Is breastmilk from an adoptive mom different?

I have been breastfeeding my adopted daughter for about five months. She probably gets about one ounce of my milk a day and I supplement with the supplemental nutrition system. I love this experience and feel so wonderfully bonded with her. One of my friends heard a lecture on adoptive breastfeeding and said the speaker said that it is unknown whether or not adoptive breastmilk contains immunological factors. Are you aware of any articles in the literature that reports on the components in adoptive breastmilk??


Debbi Donovan

Debbi Donovan is a Board Certified Lactation Consultant, as well as a retired La Leche League Leader. For more than a decade, Debbi... Read more

Congratulations on nursing your adopted baby!
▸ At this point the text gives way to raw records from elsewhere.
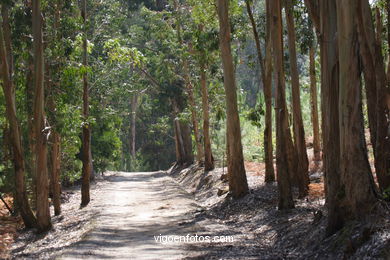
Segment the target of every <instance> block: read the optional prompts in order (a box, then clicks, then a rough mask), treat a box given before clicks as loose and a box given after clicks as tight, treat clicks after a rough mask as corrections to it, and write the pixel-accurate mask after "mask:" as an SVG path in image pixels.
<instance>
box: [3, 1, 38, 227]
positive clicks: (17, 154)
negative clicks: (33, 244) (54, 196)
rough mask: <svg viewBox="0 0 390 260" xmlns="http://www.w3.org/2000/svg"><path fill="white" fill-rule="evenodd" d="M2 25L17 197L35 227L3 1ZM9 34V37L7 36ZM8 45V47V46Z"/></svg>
mask: <svg viewBox="0 0 390 260" xmlns="http://www.w3.org/2000/svg"><path fill="white" fill-rule="evenodd" d="M1 8H2V16H1V20H2V26H0V58H1V62H2V64H3V65H2V66H1V69H2V73H1V75H2V80H3V84H2V87H3V92H4V97H5V106H6V117H7V120H8V123H9V127H10V137H11V146H12V152H13V159H12V161H13V164H14V169H15V189H16V192H15V194H16V196H15V199H16V201H17V204H18V208H19V210H20V215H21V217H22V219H23V222H24V224H25V226H26V227H28V228H31V227H35V226H36V224H37V219H36V217H35V215H34V213H33V211H32V210H31V207H30V204H29V201H28V197H27V190H26V184H25V157H24V151H23V147H22V133H21V126H20V123H19V122H18V118H17V111H16V109H17V107H16V103H15V101H16V99H15V85H14V81H13V79H12V75H13V71H12V66H10V62H9V61H10V60H11V58H10V57H12V55H13V54H12V48H11V38H10V37H11V33H10V32H9V31H8V33H7V34H4V31H3V28H5V29H9V28H10V27H9V26H10V25H9V23H7V21H9V17H8V10H7V8H8V6H7V5H6V4H5V3H2V5H1ZM5 36H7V38H5ZM6 46H8V48H7V47H6Z"/></svg>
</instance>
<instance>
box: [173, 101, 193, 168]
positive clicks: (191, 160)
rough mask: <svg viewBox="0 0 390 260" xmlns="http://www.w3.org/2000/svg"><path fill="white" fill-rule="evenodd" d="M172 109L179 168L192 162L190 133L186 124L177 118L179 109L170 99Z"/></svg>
mask: <svg viewBox="0 0 390 260" xmlns="http://www.w3.org/2000/svg"><path fill="white" fill-rule="evenodd" d="M171 102H172V107H173V116H174V119H173V123H174V129H175V145H176V163H177V165H179V166H188V165H191V164H192V163H193V162H194V155H193V152H192V142H191V131H190V128H189V126H188V123H187V122H184V121H181V120H180V119H179V117H178V115H179V107H178V105H177V102H176V100H174V99H171Z"/></svg>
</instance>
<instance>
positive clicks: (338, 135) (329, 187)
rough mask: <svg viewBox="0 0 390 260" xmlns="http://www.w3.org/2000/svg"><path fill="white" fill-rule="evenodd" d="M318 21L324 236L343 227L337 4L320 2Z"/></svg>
mask: <svg viewBox="0 0 390 260" xmlns="http://www.w3.org/2000/svg"><path fill="white" fill-rule="evenodd" d="M319 9H320V20H321V21H320V22H321V31H320V32H321V37H320V48H321V101H322V136H323V137H322V139H323V165H324V176H325V191H326V193H325V196H326V204H327V207H328V212H329V213H328V214H329V215H328V223H327V234H328V235H330V234H333V233H334V232H336V231H337V230H339V229H340V228H341V227H342V226H343V225H344V223H343V220H342V218H341V214H340V208H341V205H340V203H339V201H338V199H337V197H338V192H339V190H340V130H339V112H338V111H339V103H338V100H339V57H338V48H337V12H336V1H335V0H329V1H320V8H319Z"/></svg>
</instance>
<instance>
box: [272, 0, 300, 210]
mask: <svg viewBox="0 0 390 260" xmlns="http://www.w3.org/2000/svg"><path fill="white" fill-rule="evenodd" d="M270 12H271V13H272V14H273V19H272V46H273V54H274V68H275V75H276V76H275V80H276V84H275V85H276V102H275V104H276V105H275V113H276V169H277V172H278V178H277V181H278V190H279V204H278V208H279V209H289V208H293V207H294V201H293V199H292V192H291V180H290V177H291V176H294V174H295V173H294V170H295V169H294V168H292V167H291V162H292V160H293V156H292V155H291V153H290V152H291V149H289V146H291V145H292V139H291V133H290V128H289V123H288V110H287V104H286V82H285V74H284V63H283V37H282V30H283V25H282V4H281V0H275V1H272V3H270Z"/></svg>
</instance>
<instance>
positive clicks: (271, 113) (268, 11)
mask: <svg viewBox="0 0 390 260" xmlns="http://www.w3.org/2000/svg"><path fill="white" fill-rule="evenodd" d="M245 4H246V8H247V13H248V16H249V19H250V23H251V26H252V31H253V37H254V39H255V43H256V50H257V57H258V59H259V64H260V69H261V80H262V82H263V92H264V99H265V104H266V105H265V128H264V161H265V182H273V181H275V172H274V163H273V144H272V57H271V48H272V47H271V46H272V42H271V17H270V15H271V13H270V11H269V8H270V3H269V0H266V16H267V18H266V39H265V45H266V46H265V49H266V51H265V57H264V58H263V54H262V48H261V44H260V38H259V32H258V30H257V25H256V21H255V18H254V15H253V12H252V7H251V2H250V1H249V0H246V1H245Z"/></svg>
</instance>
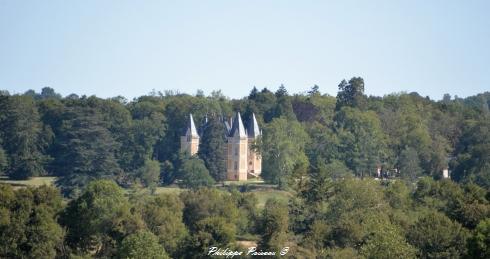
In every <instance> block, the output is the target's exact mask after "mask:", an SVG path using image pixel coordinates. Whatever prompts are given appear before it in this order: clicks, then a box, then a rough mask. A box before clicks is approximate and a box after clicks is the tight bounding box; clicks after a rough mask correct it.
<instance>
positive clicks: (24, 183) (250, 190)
mask: <svg viewBox="0 0 490 259" xmlns="http://www.w3.org/2000/svg"><path fill="white" fill-rule="evenodd" d="M55 181H56V177H32V178H31V179H29V180H11V179H9V178H8V177H6V176H0V183H6V184H10V185H12V186H13V187H14V188H21V187H26V186H41V185H54V182H55ZM243 185H249V186H253V187H255V188H253V189H251V190H249V192H251V193H254V194H255V195H256V196H257V199H258V204H257V207H259V208H263V207H264V205H265V203H266V201H267V200H268V199H270V198H276V199H279V200H283V201H288V199H289V198H290V197H291V195H292V194H291V193H289V192H286V191H281V190H277V189H275V188H274V186H273V185H268V184H264V182H263V181H262V180H256V179H253V180H249V181H244V182H235V181H227V182H225V186H243ZM185 190H186V189H183V188H180V187H178V186H166V187H157V188H156V191H155V194H161V193H175V194H180V193H181V192H183V191H185Z"/></svg>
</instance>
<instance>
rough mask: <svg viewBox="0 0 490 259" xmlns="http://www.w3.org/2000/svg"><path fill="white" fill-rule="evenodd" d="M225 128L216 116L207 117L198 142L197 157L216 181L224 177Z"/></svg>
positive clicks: (225, 130) (220, 121)
mask: <svg viewBox="0 0 490 259" xmlns="http://www.w3.org/2000/svg"><path fill="white" fill-rule="evenodd" d="M225 136H226V130H225V127H224V124H223V123H222V122H221V121H220V120H219V118H217V117H216V116H212V117H210V118H209V120H208V122H207V123H206V124H205V125H204V130H203V133H202V136H201V139H200V143H199V152H198V155H199V157H200V158H201V159H202V160H203V161H204V163H205V164H206V167H207V168H208V170H209V174H210V175H211V177H213V178H214V180H216V181H224V180H225V179H226V160H225V158H226V153H225V151H226V139H225Z"/></svg>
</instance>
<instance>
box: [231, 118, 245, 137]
mask: <svg viewBox="0 0 490 259" xmlns="http://www.w3.org/2000/svg"><path fill="white" fill-rule="evenodd" d="M236 135H238V136H239V137H240V138H246V137H247V134H246V133H245V127H244V126H243V122H242V116H240V112H237V113H236V116H235V119H234V120H233V126H232V128H231V131H230V137H233V136H236Z"/></svg>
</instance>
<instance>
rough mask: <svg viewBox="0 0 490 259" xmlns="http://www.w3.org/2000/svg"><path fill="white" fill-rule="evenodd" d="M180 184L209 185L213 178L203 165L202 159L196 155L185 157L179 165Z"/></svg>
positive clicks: (203, 186) (211, 185)
mask: <svg viewBox="0 0 490 259" xmlns="http://www.w3.org/2000/svg"><path fill="white" fill-rule="evenodd" d="M180 175H181V176H182V184H183V186H185V187H187V188H193V189H195V188H199V187H209V186H212V185H214V179H213V178H212V177H211V176H210V175H209V171H208V169H207V168H206V166H205V165H204V161H202V160H201V159H199V158H197V157H191V158H189V159H186V160H185V161H184V162H183V164H182V166H181V167H180Z"/></svg>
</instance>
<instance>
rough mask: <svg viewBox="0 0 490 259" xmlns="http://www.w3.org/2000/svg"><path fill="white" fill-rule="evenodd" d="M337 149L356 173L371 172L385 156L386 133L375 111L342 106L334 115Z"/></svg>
mask: <svg viewBox="0 0 490 259" xmlns="http://www.w3.org/2000/svg"><path fill="white" fill-rule="evenodd" d="M336 123H337V129H336V130H337V132H338V135H339V138H340V148H339V150H340V152H341V153H343V160H344V161H345V163H346V165H347V166H348V167H349V168H350V169H352V170H353V171H354V172H355V173H356V175H357V176H360V177H363V176H366V175H371V174H372V173H373V172H375V170H376V168H377V167H378V166H379V165H381V164H382V163H383V162H384V160H385V157H386V154H387V152H388V151H387V149H386V136H385V135H384V133H383V130H382V128H381V123H380V121H379V118H378V117H377V115H376V114H375V113H374V112H371V111H368V112H361V111H360V110H358V109H355V108H351V107H345V108H342V110H340V112H338V113H337V115H336Z"/></svg>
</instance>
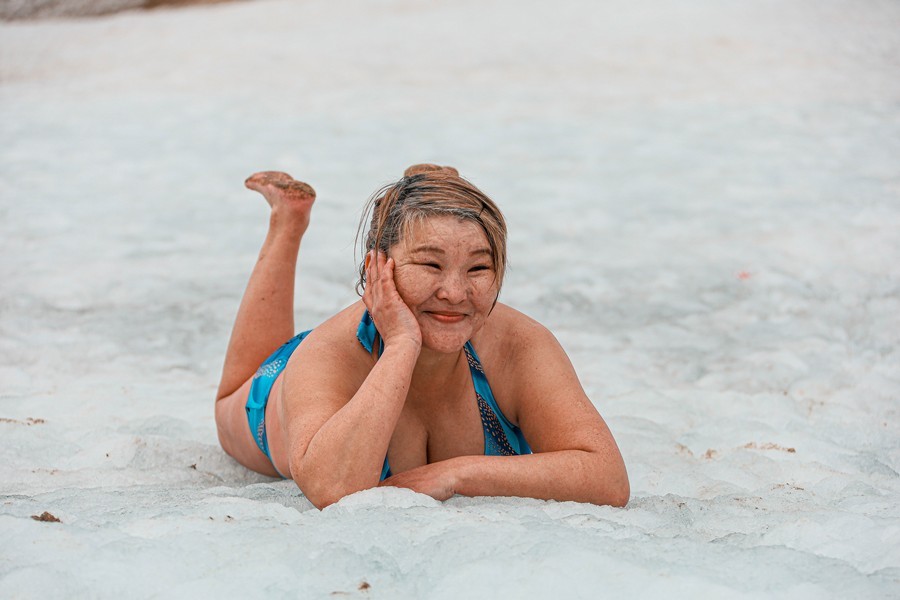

Some studies have shown that mothers' milk -- whether a result of induced lactation or following the birth of a baby -- may be very similar in composition to milk from the biologic mother (Kulski et al., 1981; Vorherr H, 1978; Vorherr H, 1974). This has also been shown to be true after extensively studying milk from other mammals.

When looking at induced lactation in developing countries, researchers have noted that babies showed normal growth and weight gain when fed "induced milk" -- leading them to consider this milk to be nutritionally adequate (Lawrence 1994).

Some studies have shown differences in protein, fat and lactose concentrations (Kleinman et al, 1980; Brown,1972). In regard to the presence of immunological factors in "induced milk," I am also not aware of any studies, though anecdotally I have heard many stories of babies whose health benefitted greatly from only small amounts of milk from their adoptive mothers.

It is important to keep in mind that even if your milk is slightly different in composition from that of a biologic mother, both you and your baby are benefitting greatly from the closeness you share through breastfeeding. Hoping you and your little one both continue to enjoy the many benefits of breastfeeding. My very best wishes!


  • Brown RE. Some nutritional considerations in times of major catastrophe. Clin Pediatr 11: 334, 1972.
  • Kleinman R et al. Protein values of milk samples from mothers without biologic pregnancies. J Pediatr 97:612, 1980.
  • Kulski J et al. Changes in the milk composition of nonpuerperal women. Am J Obstet Gynecol 139:597, 1981.
  • Lawrence R. Breastfeeding: a guide for the medical profession, 1994.
  • Vorherr H. Human lactation and breast feeding. In Larson BL, editor:Lactation IV, 1978.
  • Vorherr H. The breast: morphology, physiology add lactation, 1974.